What "Smart Pivot Cutoff Distance" means
OscarStrandmark opened this issue ยท 4 comments
I think I may have figured out what "Smart Pivot Cutoff Distance" does. It's a minor thing but I still felt like I should post it anyway. The current description made me too curious to not find out.
When you move your camera into the floor, two things can happen:
- Your camera will stay in its position but pivot upwards to view the cieling.
- The camera will slide along the ground and show you a closeup of your characters backside
What "Smart Pivot Cutoff Distance"(SPCD) does is change at what distance these two behaviours will change. Any zoom-value below the SPCD-value will trigger behaviour 2, and any zoom-value above the SPCD-value will trigger behaviour 1.
Let's say SPCD is set to 5, the line in the middle and the theoretical limits on the zoom is from 0-10.
When the zoom level of the player is lower than that limit. Moving the camera into the ground will trigger behaviour 2. Making it slide it along the ground and zoom on your characters backside.
If the player has their zoom set to larger than the SPCD-value (5), then the camera will instead stay in place and pivot upwards.

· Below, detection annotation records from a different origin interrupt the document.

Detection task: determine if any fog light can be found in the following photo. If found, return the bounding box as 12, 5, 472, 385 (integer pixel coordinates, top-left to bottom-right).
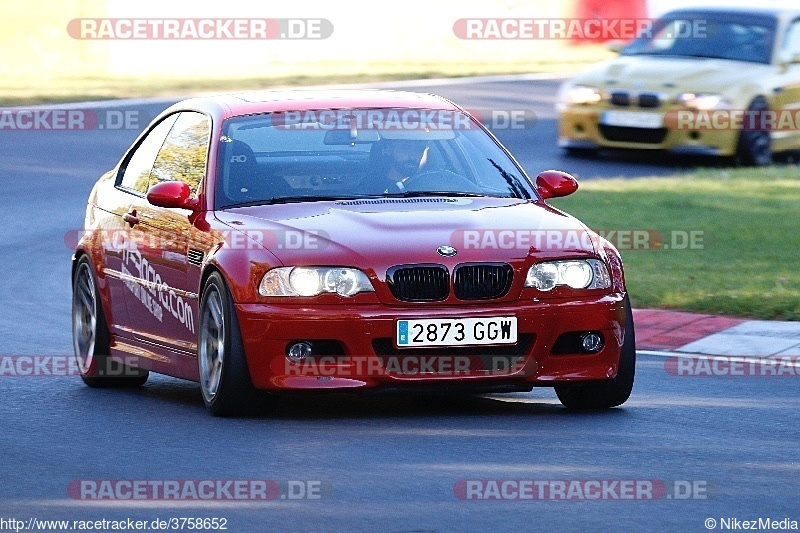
286, 341, 312, 363
581, 332, 603, 353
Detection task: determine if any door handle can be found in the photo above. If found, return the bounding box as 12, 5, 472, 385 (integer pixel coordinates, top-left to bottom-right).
122, 209, 139, 227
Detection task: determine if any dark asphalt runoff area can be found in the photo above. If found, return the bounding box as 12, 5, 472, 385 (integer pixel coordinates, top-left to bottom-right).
0, 76, 800, 532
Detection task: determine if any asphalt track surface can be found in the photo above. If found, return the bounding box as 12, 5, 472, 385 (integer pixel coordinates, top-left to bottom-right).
0, 76, 800, 532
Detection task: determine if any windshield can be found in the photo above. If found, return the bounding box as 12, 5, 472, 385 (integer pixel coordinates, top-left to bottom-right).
622, 13, 776, 64
216, 109, 536, 209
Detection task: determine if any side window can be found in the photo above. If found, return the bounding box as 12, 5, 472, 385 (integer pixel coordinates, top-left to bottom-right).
150, 111, 211, 195
120, 114, 178, 194
781, 20, 800, 61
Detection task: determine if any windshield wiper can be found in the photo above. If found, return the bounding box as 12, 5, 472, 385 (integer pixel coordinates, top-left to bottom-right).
378, 191, 486, 198
489, 158, 531, 200
225, 196, 360, 209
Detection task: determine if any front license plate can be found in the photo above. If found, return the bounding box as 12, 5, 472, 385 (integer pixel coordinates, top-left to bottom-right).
397, 316, 517, 348
600, 111, 664, 129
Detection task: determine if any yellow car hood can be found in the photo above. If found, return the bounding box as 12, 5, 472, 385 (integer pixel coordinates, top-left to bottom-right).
572, 56, 771, 94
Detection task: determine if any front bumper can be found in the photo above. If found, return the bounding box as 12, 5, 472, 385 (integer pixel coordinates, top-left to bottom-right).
236, 293, 625, 391
558, 107, 739, 156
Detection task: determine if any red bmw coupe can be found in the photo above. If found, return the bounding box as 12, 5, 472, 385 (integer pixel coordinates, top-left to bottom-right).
72, 90, 636, 416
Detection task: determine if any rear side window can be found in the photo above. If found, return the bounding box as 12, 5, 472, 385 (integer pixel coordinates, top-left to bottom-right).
120, 114, 178, 194
150, 111, 211, 195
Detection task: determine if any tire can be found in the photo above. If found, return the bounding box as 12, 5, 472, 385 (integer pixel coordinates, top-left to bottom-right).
197, 272, 277, 416
72, 256, 150, 388
736, 96, 772, 167
555, 298, 636, 409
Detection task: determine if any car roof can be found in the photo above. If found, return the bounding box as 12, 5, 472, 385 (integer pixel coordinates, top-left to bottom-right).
165, 89, 461, 119
661, 5, 800, 20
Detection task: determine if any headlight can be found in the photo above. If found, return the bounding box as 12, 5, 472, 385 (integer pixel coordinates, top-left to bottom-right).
525, 259, 611, 291
560, 85, 603, 105
258, 267, 375, 296
678, 93, 731, 111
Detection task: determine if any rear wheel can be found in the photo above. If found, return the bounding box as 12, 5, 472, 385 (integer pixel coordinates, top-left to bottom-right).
72, 256, 149, 387
555, 298, 636, 409
736, 96, 772, 167
197, 272, 277, 416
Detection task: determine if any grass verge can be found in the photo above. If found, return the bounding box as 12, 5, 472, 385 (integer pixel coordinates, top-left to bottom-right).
553, 166, 800, 320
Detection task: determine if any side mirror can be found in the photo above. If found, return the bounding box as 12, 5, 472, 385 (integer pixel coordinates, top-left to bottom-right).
536, 170, 578, 200
147, 181, 197, 211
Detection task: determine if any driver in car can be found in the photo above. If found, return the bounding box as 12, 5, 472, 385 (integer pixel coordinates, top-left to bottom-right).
380, 139, 428, 193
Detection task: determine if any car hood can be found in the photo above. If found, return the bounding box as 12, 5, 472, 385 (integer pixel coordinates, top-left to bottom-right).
571, 56, 770, 96
216, 198, 595, 270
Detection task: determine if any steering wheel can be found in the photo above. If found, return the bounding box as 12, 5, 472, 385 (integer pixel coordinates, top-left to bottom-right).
403, 169, 481, 193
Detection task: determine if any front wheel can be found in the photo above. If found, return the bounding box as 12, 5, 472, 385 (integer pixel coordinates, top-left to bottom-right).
736, 96, 772, 167
72, 256, 150, 388
197, 272, 277, 416
555, 298, 636, 409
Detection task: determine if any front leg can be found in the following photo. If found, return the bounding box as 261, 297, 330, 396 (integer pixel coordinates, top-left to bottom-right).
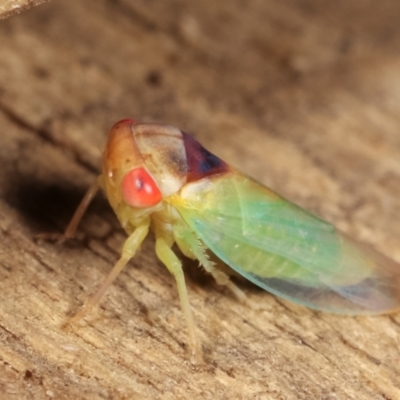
68, 221, 149, 324
156, 236, 202, 363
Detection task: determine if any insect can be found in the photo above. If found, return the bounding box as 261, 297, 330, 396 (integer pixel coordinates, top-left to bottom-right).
43, 119, 400, 359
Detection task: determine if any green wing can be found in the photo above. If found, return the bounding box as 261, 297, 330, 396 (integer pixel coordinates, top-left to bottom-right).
171, 171, 400, 314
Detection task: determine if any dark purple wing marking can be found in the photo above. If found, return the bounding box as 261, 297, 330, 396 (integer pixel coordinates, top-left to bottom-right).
182, 132, 230, 183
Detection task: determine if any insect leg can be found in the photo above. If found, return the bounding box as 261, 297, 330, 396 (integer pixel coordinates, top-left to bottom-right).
36, 176, 101, 243
68, 222, 149, 324
156, 237, 202, 363
174, 224, 247, 303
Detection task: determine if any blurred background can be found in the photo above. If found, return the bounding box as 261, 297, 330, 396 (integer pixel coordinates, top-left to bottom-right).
0, 0, 400, 399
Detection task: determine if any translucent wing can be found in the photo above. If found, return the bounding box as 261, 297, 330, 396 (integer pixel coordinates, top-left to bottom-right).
171, 171, 400, 314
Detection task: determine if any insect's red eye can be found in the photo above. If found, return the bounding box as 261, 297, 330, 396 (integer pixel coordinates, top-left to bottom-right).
122, 167, 162, 207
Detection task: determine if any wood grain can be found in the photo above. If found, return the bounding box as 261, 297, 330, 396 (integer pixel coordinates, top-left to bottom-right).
0, 0, 50, 20
0, 0, 400, 400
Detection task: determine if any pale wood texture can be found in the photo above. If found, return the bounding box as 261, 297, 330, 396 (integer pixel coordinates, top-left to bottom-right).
0, 0, 400, 400
0, 0, 49, 19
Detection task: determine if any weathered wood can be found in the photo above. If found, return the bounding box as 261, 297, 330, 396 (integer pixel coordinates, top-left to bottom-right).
0, 0, 49, 19
0, 0, 400, 400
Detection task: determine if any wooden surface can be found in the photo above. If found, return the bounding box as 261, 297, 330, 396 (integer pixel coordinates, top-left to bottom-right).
0, 0, 49, 20
0, 0, 400, 400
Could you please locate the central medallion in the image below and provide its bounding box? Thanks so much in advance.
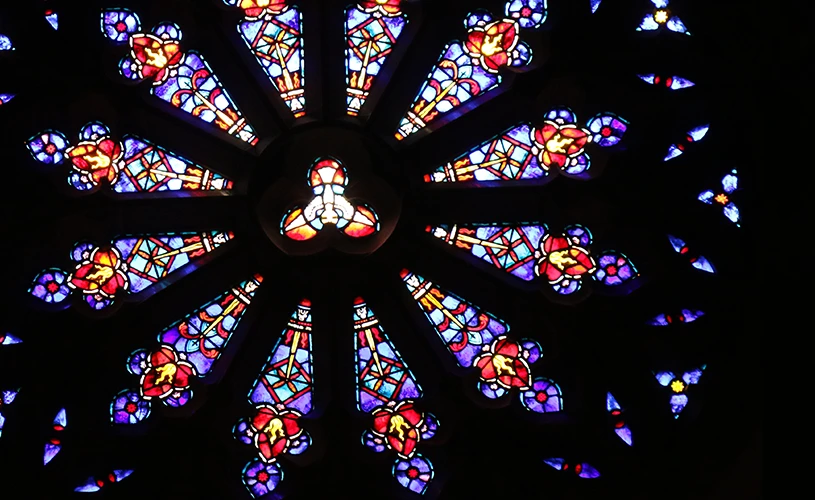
[280,158,379,241]
[251,125,403,255]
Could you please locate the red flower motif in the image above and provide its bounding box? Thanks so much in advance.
[535,234,597,285]
[252,405,303,462]
[130,33,184,85]
[359,0,402,17]
[372,401,424,458]
[534,121,592,170]
[475,337,532,390]
[68,247,130,299]
[241,0,288,20]
[139,346,195,399]
[65,137,122,185]
[465,19,520,73]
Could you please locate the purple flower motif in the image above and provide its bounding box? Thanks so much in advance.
[110,390,150,425]
[26,130,68,165]
[243,460,283,498]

I have no idea how to word this in a short enough text to fit into a clear description but I guess now at least you know what it means.

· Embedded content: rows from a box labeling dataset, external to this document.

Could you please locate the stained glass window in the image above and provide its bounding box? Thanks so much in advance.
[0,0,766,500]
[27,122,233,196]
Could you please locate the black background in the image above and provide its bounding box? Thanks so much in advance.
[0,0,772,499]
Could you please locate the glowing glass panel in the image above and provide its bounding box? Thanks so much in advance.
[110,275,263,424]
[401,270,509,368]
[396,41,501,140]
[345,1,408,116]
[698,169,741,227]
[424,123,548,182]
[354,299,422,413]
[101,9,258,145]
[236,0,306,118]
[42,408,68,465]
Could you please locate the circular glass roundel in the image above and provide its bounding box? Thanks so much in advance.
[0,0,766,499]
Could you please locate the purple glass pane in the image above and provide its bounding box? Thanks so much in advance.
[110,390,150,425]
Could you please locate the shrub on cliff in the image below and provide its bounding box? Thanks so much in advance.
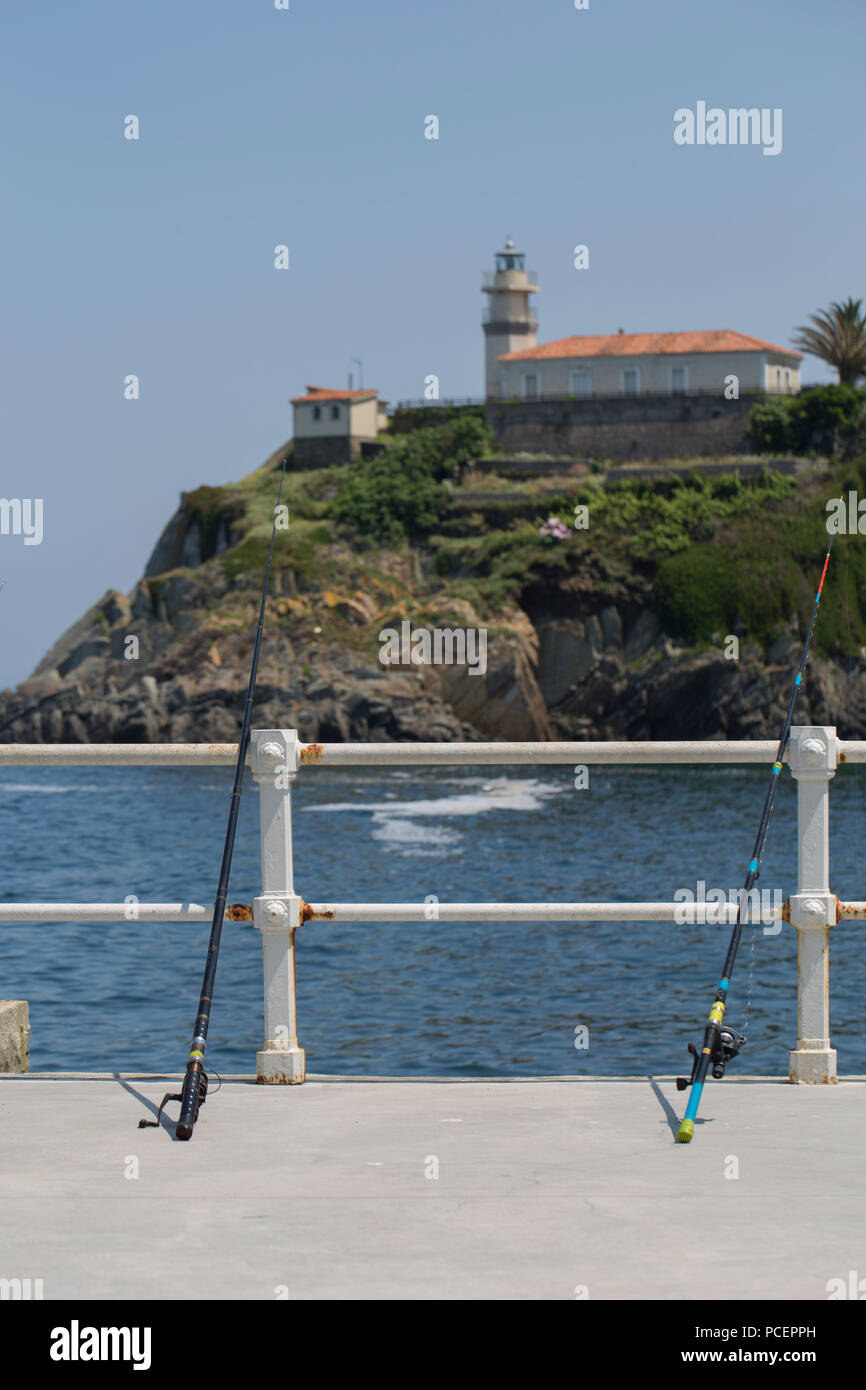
[748,385,866,455]
[331,416,489,545]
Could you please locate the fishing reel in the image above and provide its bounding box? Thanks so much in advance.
[139,1072,212,1129]
[677,1023,746,1091]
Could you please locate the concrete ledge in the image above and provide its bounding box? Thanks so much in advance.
[0,999,31,1072]
[0,1076,866,1301]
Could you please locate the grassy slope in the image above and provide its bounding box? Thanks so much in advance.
[169,436,866,664]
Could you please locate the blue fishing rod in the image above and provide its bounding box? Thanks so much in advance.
[677,532,834,1144]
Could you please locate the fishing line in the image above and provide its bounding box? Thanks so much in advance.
[139,457,286,1140]
[677,531,835,1144]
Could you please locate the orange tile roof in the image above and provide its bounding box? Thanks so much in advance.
[292,386,378,406]
[499,328,802,361]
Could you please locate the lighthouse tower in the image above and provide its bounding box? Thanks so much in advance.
[481,236,538,400]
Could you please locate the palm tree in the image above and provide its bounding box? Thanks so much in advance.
[794,299,866,386]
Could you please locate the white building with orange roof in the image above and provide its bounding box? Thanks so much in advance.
[292,386,388,468]
[496,328,802,400]
[482,238,802,400]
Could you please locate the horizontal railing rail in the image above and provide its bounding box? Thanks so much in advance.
[0,738,866,767]
[0,726,866,1084]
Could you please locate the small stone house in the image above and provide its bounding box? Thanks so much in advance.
[292,386,388,468]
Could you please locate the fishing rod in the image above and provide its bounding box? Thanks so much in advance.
[139,459,286,1140]
[677,531,835,1144]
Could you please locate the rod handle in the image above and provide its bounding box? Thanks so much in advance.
[175,1062,202,1138]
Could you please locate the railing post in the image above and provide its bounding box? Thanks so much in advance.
[790,726,838,1084]
[250,728,304,1086]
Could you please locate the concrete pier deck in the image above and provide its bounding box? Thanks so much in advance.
[0,1076,866,1300]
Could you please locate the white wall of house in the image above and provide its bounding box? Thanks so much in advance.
[293,396,379,439]
[495,352,801,399]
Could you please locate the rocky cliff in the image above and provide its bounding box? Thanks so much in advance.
[0,433,866,742]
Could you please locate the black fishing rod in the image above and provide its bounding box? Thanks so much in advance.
[139,459,285,1138]
[677,532,835,1144]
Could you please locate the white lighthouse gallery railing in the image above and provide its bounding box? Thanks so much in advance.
[0,727,866,1086]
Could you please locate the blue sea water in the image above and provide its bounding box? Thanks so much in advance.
[0,767,866,1076]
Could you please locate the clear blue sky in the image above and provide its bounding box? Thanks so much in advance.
[0,0,866,684]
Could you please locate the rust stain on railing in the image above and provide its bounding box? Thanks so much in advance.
[225,902,253,922]
[300,898,334,924]
[300,744,325,763]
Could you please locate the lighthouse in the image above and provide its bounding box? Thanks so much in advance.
[481,236,538,400]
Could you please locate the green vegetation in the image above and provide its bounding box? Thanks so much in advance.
[749,386,866,455]
[331,414,489,545]
[174,411,866,667]
[181,487,246,560]
[794,299,866,386]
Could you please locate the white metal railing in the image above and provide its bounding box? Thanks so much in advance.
[0,727,866,1084]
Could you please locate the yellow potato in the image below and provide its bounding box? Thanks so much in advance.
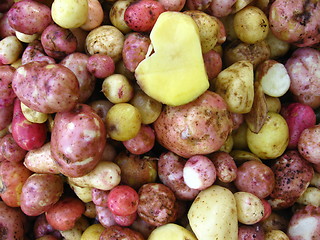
[214,60,254,114]
[81,223,105,240]
[233,6,269,44]
[51,0,89,28]
[234,192,264,225]
[188,185,238,240]
[148,223,197,240]
[247,112,289,159]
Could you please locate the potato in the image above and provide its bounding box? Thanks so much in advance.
[148,223,197,240]
[233,6,269,44]
[214,61,254,113]
[296,187,320,207]
[81,223,105,240]
[268,150,314,209]
[223,40,270,69]
[153,91,232,158]
[234,192,264,225]
[247,112,289,159]
[85,25,124,62]
[0,36,23,64]
[50,104,106,177]
[183,10,220,53]
[285,47,320,109]
[68,161,121,191]
[0,201,27,240]
[23,142,60,174]
[188,185,238,240]
[21,173,63,216]
[8,1,52,35]
[12,62,79,113]
[51,0,89,29]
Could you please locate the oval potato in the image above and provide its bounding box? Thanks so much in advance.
[188,185,238,240]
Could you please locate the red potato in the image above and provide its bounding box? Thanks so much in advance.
[268,150,314,209]
[124,0,165,32]
[23,142,60,174]
[287,205,320,240]
[12,62,79,113]
[11,99,47,151]
[108,185,139,216]
[21,173,63,216]
[99,226,144,240]
[203,50,222,80]
[280,103,316,149]
[209,151,238,183]
[33,213,61,239]
[0,201,26,240]
[154,91,232,158]
[138,183,177,226]
[234,160,275,198]
[96,206,116,228]
[51,104,106,177]
[0,104,13,131]
[0,161,32,207]
[298,125,320,164]
[87,53,115,78]
[0,12,15,39]
[91,188,110,207]
[114,151,157,190]
[183,155,217,190]
[158,152,199,200]
[46,197,85,231]
[0,65,16,107]
[122,32,151,72]
[0,133,27,162]
[8,0,52,35]
[269,0,320,47]
[285,47,320,109]
[21,39,56,65]
[41,24,77,59]
[60,52,96,103]
[122,124,156,155]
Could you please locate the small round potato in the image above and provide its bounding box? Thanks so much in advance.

No worries. I really appreciate this.
But the current version already includes the description:
"Defines the distance that the camera has to be inside of for the ground collision to either bring the camera closer to the character's feet as the camera collides with the ground, or to simply pivot on the spot of camera-to-ground collision."

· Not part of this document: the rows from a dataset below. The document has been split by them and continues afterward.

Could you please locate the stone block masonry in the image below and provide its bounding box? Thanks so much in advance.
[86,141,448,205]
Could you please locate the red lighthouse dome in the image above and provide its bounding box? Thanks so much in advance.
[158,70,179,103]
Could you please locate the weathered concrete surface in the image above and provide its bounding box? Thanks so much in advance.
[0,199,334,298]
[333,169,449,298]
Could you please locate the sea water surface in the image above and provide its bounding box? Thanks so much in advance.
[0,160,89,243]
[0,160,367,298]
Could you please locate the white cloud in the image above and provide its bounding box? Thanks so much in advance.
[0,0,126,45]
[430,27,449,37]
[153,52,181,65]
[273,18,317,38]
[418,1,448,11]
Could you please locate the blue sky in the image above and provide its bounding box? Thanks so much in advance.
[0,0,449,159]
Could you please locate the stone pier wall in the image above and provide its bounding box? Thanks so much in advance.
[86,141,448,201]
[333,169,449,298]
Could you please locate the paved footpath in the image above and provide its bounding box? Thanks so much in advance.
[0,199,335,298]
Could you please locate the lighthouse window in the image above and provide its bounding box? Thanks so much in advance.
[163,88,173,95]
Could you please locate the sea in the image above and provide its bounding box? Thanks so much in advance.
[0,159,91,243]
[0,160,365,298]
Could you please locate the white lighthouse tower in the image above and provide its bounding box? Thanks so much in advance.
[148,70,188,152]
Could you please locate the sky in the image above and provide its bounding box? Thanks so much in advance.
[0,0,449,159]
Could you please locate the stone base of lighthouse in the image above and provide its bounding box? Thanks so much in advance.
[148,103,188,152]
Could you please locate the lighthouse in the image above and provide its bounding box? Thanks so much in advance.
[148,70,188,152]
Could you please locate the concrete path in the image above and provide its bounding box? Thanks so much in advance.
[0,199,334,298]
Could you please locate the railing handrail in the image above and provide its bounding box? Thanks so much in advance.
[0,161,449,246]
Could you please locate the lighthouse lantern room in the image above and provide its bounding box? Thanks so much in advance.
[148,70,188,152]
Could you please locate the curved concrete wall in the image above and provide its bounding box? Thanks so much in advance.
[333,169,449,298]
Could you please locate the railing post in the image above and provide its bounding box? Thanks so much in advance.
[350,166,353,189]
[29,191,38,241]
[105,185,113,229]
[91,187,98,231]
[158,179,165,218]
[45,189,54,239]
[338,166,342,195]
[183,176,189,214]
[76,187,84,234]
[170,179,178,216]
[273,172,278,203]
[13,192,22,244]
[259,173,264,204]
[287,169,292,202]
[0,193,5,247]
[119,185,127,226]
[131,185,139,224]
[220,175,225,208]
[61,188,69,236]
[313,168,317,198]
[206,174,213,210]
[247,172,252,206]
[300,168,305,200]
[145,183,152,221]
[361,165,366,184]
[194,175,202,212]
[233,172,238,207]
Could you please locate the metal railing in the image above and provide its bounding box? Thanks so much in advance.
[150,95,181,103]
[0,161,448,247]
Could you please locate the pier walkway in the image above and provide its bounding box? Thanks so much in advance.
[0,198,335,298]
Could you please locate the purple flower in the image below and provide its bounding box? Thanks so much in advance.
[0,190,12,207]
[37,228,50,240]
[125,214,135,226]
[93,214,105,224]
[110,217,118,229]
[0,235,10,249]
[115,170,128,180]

In the upcoming overhaul I changed this to:
"When the camera collides with the ground, it normally performs an upwards pitch on the spot of the camera-to-ground collision. An alternative is that the camera moves closer to your character's feet while performing this pitch. The 'Smart Pivot Cutoff Distance' setting determines the distance that the camera has to be inside of to do the latter. Setting it to 0 never moves the camera closer (WoW's default), whereas setting it to the maximum always moves the camera closer."
Or why did you have to go and find this out by yourself?